Lacierda made the statement as he assured that the government remains concerned for the safety of the 800,000 Filipinos living and working in Sabah.
He said that President Aquino has appealed to Malaysian Prime Minister Najib Razak to assure the safety of the Filipinos in Sabah who are not involved in the standoff.
:"The government is concerned for the 800,000 Filipinos in Sabah, and also for those men and women and children that the men who joined Lahad Datu -- the men who (were) left behind here in Basulta, in Basilan, Sulu and Tawi-Tawi," he said.
Lacierda, meanwhile, said that the government had done everything possible to peacefully resolve the standoff in sabah.
"For the past three weeks, we have done everything possible from sending emissaries, asking them (armed followers of Sulu Sultan Jamalul Kiram III) to come back and we will talk, and all these pleas fell on deaf ears.
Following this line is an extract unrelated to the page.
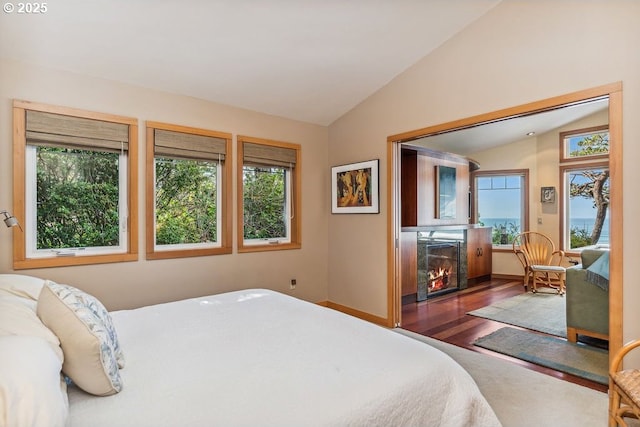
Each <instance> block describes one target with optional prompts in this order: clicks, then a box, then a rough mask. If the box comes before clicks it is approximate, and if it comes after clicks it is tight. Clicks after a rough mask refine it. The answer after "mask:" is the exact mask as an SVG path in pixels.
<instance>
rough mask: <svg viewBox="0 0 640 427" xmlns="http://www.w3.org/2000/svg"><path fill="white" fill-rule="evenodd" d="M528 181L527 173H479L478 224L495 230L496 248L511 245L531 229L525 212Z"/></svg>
mask: <svg viewBox="0 0 640 427" xmlns="http://www.w3.org/2000/svg"><path fill="white" fill-rule="evenodd" d="M528 181H529V174H528V171H527V170H514V171H483V172H476V174H475V177H474V186H475V195H476V204H475V208H476V211H475V215H476V222H477V223H479V224H482V225H484V226H487V227H493V230H492V242H493V244H494V245H510V244H512V243H513V239H514V238H515V237H516V236H517V235H518V234H520V233H521V232H522V231H526V230H528V229H529V223H528V215H527V210H526V209H525V206H526V203H525V201H526V195H527V194H528V185H529V183H528Z"/></svg>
Hindi po nagkulang ang pamahalaang Aquino tungkol sa pagprotekta sa kanila," Lacierda said.
Kiram's men, numbering to more than 200, arrived in Lahad Datu last February 11.
The Sulu Sultanate has said that its army, led by Agbimuddin Kiram, went to Sabah to reiterate their claim over the island, which is formerly called North Borneo.
Malaysian forces started the offensive on Friday last week after Kiram's men repeatedly snubbed calls from the Philippine and Malaysian governments to leave Sabah peacefully.
Reports said that at least 25 people have been killed in the gunfights between the Sulu Sultanate's army and Malaysian security forces.